The Akwa Ibom State High Court in Uyo has ruled that the Inspector General of Police (IGP), the Police Service Commission (PSC), and three others must pay N200 million in damages to Peace Ekom Robert, a housewife in Uyo, for her wrongful arrest and detention.
The judgment, delivered by Justice Ntong Ntong on Tuesday, stemmed from a case filed by Mrs. Ekom, a mother of two, seeking the enforcement of her fundamental human rights.
According to the details of the case, in March of the current year, Ifenyinwa Anthonia Olua approached Mrs. Ekom Robert, requesting assistance in connecting her with someone in Europe who could purchase euros and pay her in Naira. An amount equivalent to £55,000, totaling N42.9 million, was allegedly transferred to a Spanish account. Subsequently, the Spanish authorities, suspicious of potential illicit funds, imposed restrictions on the account, leading to Mrs.
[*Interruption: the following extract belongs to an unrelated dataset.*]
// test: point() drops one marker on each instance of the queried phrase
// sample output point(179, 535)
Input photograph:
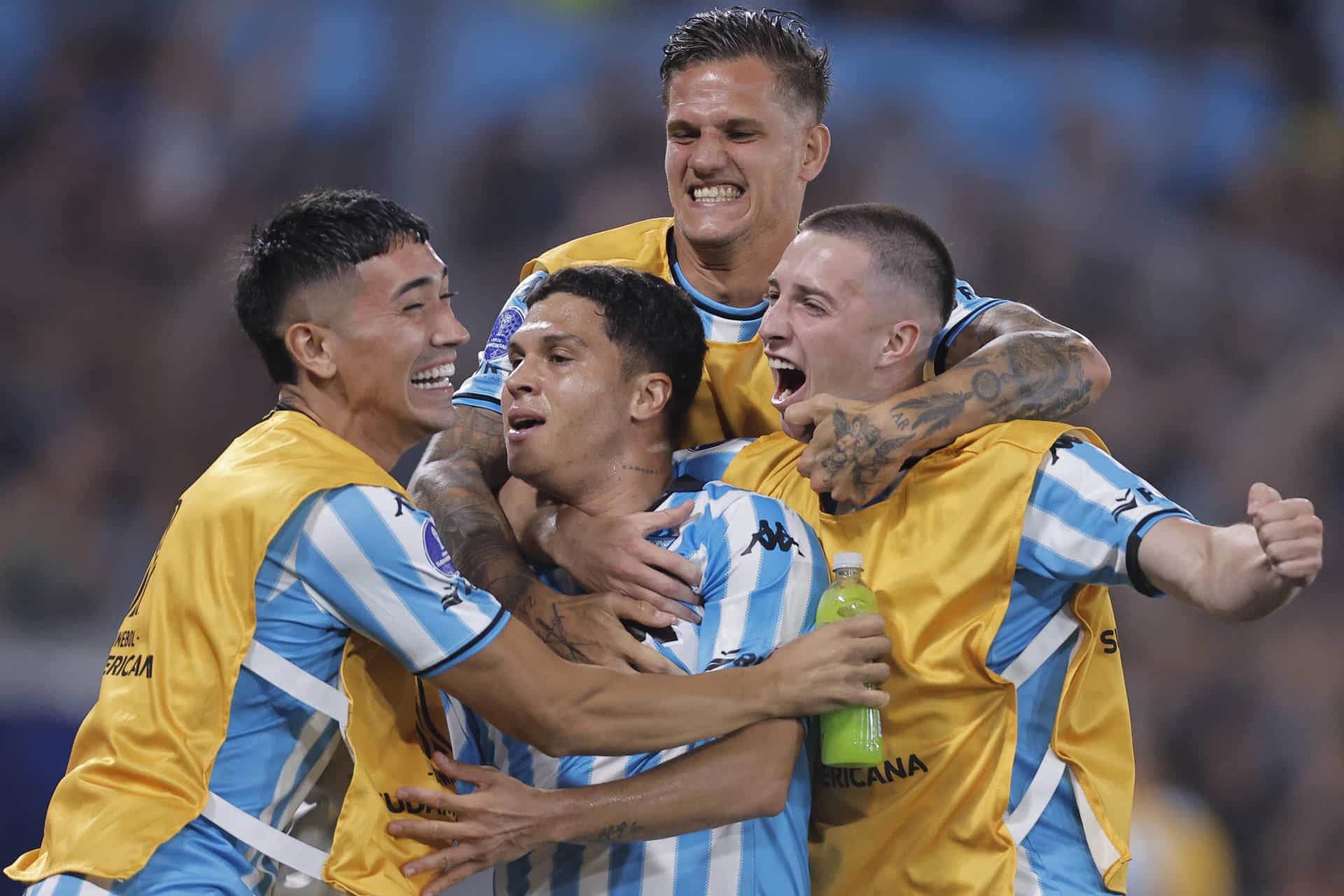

Ekom's arrest by the police.
The respondents in the case included the Inspector General of Police, Commissioner of Police, Administration, Force Criminal Investigation Department, Abuja (Mr. Babazango Ibrahim), DSP Yusuf Dauda of Anti-Homicide Section, Alagbon in Lagos, Inspector Celestina Ugbaja of Special Fraud Unit, Ikoyi, Lagos, and the Police Service Commission.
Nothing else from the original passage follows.